Na Tunísia, o assassinato de uma das principais lideranças políticas de oposição do país fez com que o mundo mais uma vez voltasse os olhos para o berço da chamada Primavera Árabe. Em janeiro de 2011, a revolta popular conseguiu derrubar o então presidente Zine al-Abidine Ben Ali, dando início a um processo que mudaria não apenas a realidade do Oriente Médio, mas também criando um dos mais importantes eventos políticos e sociais do século 21. A situação na Tunísia parecia até certo ponto resolvida, principalmente porque a população e as instituições nacionais conseguiram realizar eleições limpas, permitindo que um novo governo – eleito pelo voto da maioria – assumisse o poder.
Mas um tiro disparado contra Chokri Belaid acendeu o sinal de alerta. Não somente porque soa muito estranho que uma das principais vozes críticas ao governo seja para sempre calada pela violência, mas também porque coloca em xeque o próprio processo da Primavera Árabe. Assim como em Egito e Líbia, a Tunísia ainda não havia conseguido revolucionar a vida dos cidadãos comuns, que foram às ruas, de maneira espontânea e apartidária, exigir eleições livres, imprensa livre, emprego e acesso à possibilidade de viver num país mais justo.
É difícil imaginar processos políticos regionais importantes como movimentos únicos e restritos a um único país. À exceção de Israel, o Oriente Médio é formado por Estados que apresentam características comuns também naquilo que pode ser considerado negativo; por exemplo, o histórico de líderes ditatoriais que se apoderaram dos cargos e baniram qualquer grupo de oposição. Quando os tunisianos derrubaram Ben Ali, a influência que esta conquista teve sobre as pessoas dos países vizinhos provocou uma onda de manifestações similares e que, de uma forma ou de outra, acabou também alcançando um ponto fundamental em parte deles: a queda de ditaduras históricas.
A dúvida agora, justamente por todas essas questões, é quais os impactos do assassinato de um líder de oposição no processo ainda em curso nos países árabes do Oriente Médio. Principalmente no Egito, o maior país árabe e também um importante pilar estratégico da política regional. Curiosamente, Tunísia e Egito passam por momentos similares: ambos derrubaram ditadores históricos, realizaram eleições e acabaram por eleger partidos islâmicos que dizem ser possível adotar princípios e práticas religiosas ao mesmo tempo em que defendem a democracia.

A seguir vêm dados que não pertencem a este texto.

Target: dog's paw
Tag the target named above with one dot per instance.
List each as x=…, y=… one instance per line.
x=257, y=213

É no mínimo complicado pensar numa forma prática de estabelecer limites, principalmente porque estamos falando de grupos que se mantiveram clandestinos durante os anos de ditadura e que agora precisaram se reinventar para assumir a liderança política.
Na época das eleições na Tunísia escrevi sobre o Ennahda, partido vencedor das eleições e que busca imprimir modelo similar ao da Turquia, onde, bem ou mal, o islamismo político encontrou uma maneira de ser o protagonista bem sucedido de um cenário democrático. O problema é que não se alcança este tipo de equilíbrio bastante complexo de uma hora para outra. E os turcos têm suas próprias particularidades. Resta saber como o tiro que matou Belaid vai influenciar os acontecimentos de agora em diante. As manifestações que já tomam as ruas do país devem prosseguir, até porque a população e a oposição não estão dando sinais de que irão aceitar as soluções paliativas do governo.